Италия по-прежнему оставалась хрупким союзом городов-государств, уязвимым для внутренних распрей и иноземного вторжения. Причем особенная опасность исходила со стороны Франции и Испании, ведь последней правил император Священной Римской империи Карл V.
Самыми могущественными городами Италии по праву считались Рим и Венеция. Флоренция медленно погружалась в пучину упадка, и постепенно искусство и культура Высокого Возрождения переместились в Рим, чему в немалой степени способствовали верховные понтифики. Тем временем Венеция, расположенная на берегу Адриатического моря, все еще находилась на вершине славы и успеха.
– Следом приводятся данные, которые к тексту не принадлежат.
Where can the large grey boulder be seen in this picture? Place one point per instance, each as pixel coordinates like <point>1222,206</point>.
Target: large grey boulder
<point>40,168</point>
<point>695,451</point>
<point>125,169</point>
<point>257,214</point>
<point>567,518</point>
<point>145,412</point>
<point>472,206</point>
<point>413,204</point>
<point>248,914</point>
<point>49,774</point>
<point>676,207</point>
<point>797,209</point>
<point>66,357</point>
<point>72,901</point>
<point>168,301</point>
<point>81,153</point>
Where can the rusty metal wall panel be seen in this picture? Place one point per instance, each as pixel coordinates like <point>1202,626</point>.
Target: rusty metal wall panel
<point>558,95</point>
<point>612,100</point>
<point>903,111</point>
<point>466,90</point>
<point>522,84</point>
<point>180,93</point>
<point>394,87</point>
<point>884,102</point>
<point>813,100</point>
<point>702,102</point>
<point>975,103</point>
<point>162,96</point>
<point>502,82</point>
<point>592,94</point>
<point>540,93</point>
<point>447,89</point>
Республика, управляемая большой группой знатных семейств, отличалась замечательной политической стабильностью и пестрым национальным составом; она имела полный контроль над западной частью Средиземноморья и восхитительно богатую экономику, в основе которой лежали внешняя торговля и коммерческие перевозки. Венеция, словно магнит, влекла к себе купцов, путешественников и авантюристов.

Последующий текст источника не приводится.